Tigy nahm sich einen Scheidungs-Spezialisten in Kalifornien und stellte hohe Forderungen an Simenon. Sie machte ihm unmissverständlich klar, dass bei seinem Verhalten er nicht mit großer Gnade bei einem Prozess rechnen dürfte. So wurde vereinbart, das Tigy das Haus in Nieul bekam, alle Aktien, die in Europa eingelagerten Möbel und die Gemäldesammlung sowie eine Unterhaltszahlung, die die Höhe eines kalifornischen Vorstandsvorsitzenden hatte. Von den wenigen Bedingungen, die Simenon durchsetzen konnte, war eine allerdings recht »heftig«: Tigy sollte maximal sechs Meilen vom Haus Simenons entfernt leben, zumindest so lang Marc wie sie den Sohn betreute. Sollte sie sich daran nicht halten, müsste sie ihr Obhutsrecht an Simenon abgeben und erhielte dafür ein wöchentliches Besuchsrecht.

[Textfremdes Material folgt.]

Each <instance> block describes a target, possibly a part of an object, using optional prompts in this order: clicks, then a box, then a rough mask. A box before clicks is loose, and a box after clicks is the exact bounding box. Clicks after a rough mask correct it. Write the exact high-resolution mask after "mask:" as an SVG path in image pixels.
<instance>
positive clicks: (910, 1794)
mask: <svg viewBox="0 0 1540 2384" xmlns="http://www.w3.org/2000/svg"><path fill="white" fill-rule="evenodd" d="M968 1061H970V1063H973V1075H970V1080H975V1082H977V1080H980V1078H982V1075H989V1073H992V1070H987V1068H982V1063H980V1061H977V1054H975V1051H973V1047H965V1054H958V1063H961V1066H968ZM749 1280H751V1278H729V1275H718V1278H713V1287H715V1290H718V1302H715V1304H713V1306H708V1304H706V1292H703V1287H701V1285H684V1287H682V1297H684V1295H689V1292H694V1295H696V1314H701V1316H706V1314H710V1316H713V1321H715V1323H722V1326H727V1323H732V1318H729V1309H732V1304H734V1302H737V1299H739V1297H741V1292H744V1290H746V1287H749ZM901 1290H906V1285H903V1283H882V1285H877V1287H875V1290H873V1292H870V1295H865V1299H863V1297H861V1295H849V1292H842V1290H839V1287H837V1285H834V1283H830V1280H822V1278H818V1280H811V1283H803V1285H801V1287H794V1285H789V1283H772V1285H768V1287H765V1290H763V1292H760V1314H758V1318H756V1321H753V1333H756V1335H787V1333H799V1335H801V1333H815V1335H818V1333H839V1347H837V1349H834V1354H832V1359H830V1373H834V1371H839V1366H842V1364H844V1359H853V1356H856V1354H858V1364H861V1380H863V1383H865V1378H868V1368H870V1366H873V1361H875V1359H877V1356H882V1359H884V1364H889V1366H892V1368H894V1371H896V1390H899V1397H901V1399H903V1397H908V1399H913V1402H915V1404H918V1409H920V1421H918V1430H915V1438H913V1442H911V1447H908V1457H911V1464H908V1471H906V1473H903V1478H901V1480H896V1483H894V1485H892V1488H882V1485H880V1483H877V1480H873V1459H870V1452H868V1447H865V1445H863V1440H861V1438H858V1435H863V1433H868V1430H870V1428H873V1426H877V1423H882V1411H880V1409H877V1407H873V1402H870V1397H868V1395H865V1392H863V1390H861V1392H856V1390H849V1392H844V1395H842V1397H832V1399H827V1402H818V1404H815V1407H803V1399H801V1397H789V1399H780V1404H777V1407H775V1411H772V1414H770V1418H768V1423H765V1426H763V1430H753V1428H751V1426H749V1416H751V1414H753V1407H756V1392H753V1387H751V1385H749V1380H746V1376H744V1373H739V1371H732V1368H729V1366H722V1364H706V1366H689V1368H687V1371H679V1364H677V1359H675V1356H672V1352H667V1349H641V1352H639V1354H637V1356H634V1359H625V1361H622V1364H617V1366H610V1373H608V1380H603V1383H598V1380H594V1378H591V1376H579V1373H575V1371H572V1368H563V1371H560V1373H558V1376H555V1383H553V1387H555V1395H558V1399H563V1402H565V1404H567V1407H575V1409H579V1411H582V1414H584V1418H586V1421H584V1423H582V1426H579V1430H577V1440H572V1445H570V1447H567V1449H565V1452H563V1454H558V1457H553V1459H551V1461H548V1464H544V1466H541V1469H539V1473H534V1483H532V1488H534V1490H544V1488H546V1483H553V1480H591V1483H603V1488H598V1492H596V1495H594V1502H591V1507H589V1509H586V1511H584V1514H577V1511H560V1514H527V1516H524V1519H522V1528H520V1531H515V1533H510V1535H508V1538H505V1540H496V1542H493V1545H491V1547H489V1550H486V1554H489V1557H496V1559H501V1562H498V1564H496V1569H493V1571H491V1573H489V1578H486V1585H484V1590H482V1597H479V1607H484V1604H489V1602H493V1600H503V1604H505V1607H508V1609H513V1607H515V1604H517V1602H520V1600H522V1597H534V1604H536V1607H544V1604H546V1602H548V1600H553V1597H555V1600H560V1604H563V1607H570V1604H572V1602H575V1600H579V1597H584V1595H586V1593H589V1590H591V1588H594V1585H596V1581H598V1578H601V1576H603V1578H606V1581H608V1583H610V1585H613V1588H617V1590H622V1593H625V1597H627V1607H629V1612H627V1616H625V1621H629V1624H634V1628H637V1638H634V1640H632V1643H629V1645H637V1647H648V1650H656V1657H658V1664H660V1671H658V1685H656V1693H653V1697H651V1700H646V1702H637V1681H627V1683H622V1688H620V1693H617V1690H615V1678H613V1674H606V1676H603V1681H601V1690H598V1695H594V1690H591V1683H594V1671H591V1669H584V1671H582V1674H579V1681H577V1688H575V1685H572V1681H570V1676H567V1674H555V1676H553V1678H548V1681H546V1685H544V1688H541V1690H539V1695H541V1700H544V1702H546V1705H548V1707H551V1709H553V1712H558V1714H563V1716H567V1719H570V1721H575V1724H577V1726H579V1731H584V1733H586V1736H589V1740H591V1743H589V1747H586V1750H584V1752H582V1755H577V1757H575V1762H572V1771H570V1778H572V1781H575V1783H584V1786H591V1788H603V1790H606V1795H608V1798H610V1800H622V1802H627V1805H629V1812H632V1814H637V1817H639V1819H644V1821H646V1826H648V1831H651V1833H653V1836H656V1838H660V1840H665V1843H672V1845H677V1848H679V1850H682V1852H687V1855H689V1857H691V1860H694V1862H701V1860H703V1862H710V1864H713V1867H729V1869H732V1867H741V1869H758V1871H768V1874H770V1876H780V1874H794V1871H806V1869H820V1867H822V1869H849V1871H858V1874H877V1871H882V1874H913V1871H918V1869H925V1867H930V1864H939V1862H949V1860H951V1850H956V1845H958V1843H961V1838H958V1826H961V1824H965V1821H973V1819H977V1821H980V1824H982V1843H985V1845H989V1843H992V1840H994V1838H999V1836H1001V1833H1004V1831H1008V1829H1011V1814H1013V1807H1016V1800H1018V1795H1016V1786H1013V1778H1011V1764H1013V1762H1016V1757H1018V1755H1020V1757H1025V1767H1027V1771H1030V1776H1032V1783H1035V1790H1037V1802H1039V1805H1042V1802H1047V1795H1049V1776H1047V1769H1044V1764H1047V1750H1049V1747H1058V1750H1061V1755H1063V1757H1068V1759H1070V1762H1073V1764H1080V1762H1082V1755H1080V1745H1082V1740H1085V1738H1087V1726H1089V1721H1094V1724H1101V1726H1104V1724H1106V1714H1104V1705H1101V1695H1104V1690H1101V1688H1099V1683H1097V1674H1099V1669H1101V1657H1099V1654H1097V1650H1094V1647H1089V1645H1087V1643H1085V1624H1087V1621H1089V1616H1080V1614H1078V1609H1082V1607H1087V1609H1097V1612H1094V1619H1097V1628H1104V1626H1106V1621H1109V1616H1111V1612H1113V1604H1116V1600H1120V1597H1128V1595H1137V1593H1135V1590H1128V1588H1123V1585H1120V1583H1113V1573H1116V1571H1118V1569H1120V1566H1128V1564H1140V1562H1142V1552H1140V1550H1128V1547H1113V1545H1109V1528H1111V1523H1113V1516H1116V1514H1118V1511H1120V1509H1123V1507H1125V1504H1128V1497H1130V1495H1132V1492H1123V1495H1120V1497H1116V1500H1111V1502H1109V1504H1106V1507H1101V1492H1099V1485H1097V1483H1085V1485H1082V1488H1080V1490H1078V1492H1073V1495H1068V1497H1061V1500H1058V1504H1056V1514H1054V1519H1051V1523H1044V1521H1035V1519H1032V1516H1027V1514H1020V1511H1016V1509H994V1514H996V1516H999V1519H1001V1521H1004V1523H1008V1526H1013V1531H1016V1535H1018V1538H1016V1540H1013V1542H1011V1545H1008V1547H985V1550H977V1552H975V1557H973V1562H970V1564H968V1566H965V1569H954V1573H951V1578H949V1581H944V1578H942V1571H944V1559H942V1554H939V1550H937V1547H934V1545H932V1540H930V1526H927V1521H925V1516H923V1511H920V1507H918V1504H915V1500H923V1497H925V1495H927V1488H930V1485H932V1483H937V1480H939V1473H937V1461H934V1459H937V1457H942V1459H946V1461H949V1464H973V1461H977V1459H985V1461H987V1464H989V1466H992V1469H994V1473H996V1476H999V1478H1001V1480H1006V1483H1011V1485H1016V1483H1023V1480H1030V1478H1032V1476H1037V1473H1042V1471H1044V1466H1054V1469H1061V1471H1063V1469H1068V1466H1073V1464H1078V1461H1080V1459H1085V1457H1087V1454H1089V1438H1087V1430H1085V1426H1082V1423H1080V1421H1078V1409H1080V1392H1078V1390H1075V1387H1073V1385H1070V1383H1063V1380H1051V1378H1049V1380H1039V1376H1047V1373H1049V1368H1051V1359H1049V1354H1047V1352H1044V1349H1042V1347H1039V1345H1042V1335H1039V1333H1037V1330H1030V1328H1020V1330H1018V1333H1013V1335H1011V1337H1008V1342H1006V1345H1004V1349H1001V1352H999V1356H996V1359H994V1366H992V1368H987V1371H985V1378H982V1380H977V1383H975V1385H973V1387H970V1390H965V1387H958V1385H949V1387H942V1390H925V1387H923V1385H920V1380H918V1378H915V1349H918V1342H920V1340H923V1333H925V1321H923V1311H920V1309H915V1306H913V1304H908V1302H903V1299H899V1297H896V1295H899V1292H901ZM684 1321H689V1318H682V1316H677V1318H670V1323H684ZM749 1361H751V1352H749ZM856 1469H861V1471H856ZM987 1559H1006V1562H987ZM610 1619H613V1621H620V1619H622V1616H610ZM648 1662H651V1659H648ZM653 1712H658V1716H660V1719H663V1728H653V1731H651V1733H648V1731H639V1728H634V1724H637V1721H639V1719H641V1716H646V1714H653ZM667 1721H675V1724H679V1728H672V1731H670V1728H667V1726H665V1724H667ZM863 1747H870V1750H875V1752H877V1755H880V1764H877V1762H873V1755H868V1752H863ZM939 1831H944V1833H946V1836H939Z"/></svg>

Dies ist übrigens ein Punkt, der in den meisten Biographien keine Rolle spielt: Was ist mit Marc und wie mochte er sich in diesen Verhältnissen gefühlt haben. Boule kannte er als Haushälterin, aber dann drängte sich eine Frau in das Leben seiner Familie und zwar mit einer Vehemenz, die für einen Sechs- bis Neunjährigen einigermaßen verstörend gewesen sein dürften.

Im September 1949 wurde Johnny in Tucson geboren. Zu diesem Zeitpunkt war Tigy mit Marc schon in Kalifornien, weshalb auch Simenon in diese Richtung zog und sich in Carmel-by-the-Sea niederließ, einem Ort, an dem sich viele wohlhabende und erfolgreiche Künstler niedergelassen hatten.

Die Scheidung von Tigy wurde am 21. Juni 1950 in Reno besiegelt: Simenon hatte die silberne Hochzeit mit Tigy schon hinter sich gebracht und war 47 Jahre alt. Einen Tag später war er mit Denyse verheiratet.